全ての人との会話を楽しむ

全ての人と、楽しく会話ができるようになりたいと思っていた。

 

高校2年の時、クラスに面白い奴が全然いなかった。

知り合いがいなかった訳ではなく、話したことはあるけど、喋ってて面白くない奴ばかりで構成された、奇跡のクラスだった。

1学年7クラスあって、そのうちの1クラスに仲の良い友達が固まっていたけど、それ以外のクラスにも平均して3、4人くらいは仲の良い友達がいた。

大学の友達は片手で数えられるほどしかいないけど、高校時代はかなり友達が多かった。

にも関わらず、クラスには仲の良い友達も、仲良くなれそうな友達も一人もいなかった。

クラス分けに絶望した私は、高校2年の一学期、クラスでほとんど会話をしなかった。

休み時間になるとすぐに席をたち、廊下やトイレで他のクラスの友達と喋った。

その当時は学校がめちゃくちゃつまらなかったので、さすがにこのままではまずいと思った私は、二学期から少しずつ、クラスの友達と会話をするようになった。

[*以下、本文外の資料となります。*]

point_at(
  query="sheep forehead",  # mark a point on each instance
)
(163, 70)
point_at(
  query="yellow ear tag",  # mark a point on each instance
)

するとやっぱり腹の底から笑うようなことはなかったけど、それでも意外と、楽しいと感じることも少なくなかった。

普段はおとなしい奴が実はすごい毒舌だったり、自分のよく知らないスポーツの奥の深さを知ることができたり、色々な発見があって面白かった。

次第に、

「会話が楽しくないのって単に俺の能力不足じゃね?俺が相手の面白さを引き出せてないだけじゃね?」

と考えるようになった。

その時から、気の合う仲間だけで固まるのをやめて、気の合わない人と会話する時も

「どうすればこの人との会話が楽しいものになるだろうか」

と考えるようになった。

 

でも最近、その考えにも疑問が生まれてきた。

今のバイト先に、めっちゃうざい先輩がいる。

その先輩との会話を楽しめないのは、確かに自分の能力不足なのかも知れない。

だけど、自分の嫌いな人とまで仲良くなるように努力する必要性が見つからない。

あと、嫌いな訳ではないけれど、いくら話しても全く楽しくなる可能性が感じられないということも過去にあった。

これらの経験から、

●雰囲気で判断せず、いろんな人と話してみる

●同じコミュニティの人であれば、少し話してつまらなくてもすぐに見切りをつけず、楽しく会話する道を探す

●かなり頑張っても無理そうなら諦める

●嫌いだと判断したら、適切な距離を置く

こんな感じの戦略がいいのかなと今は思う。

 

一見気が合わなそうでも、実は仲良くなると面白かったりもすることがある、ってことだけ頭に入れて、実力不足を嘆いたりせず、気楽にやっていこう。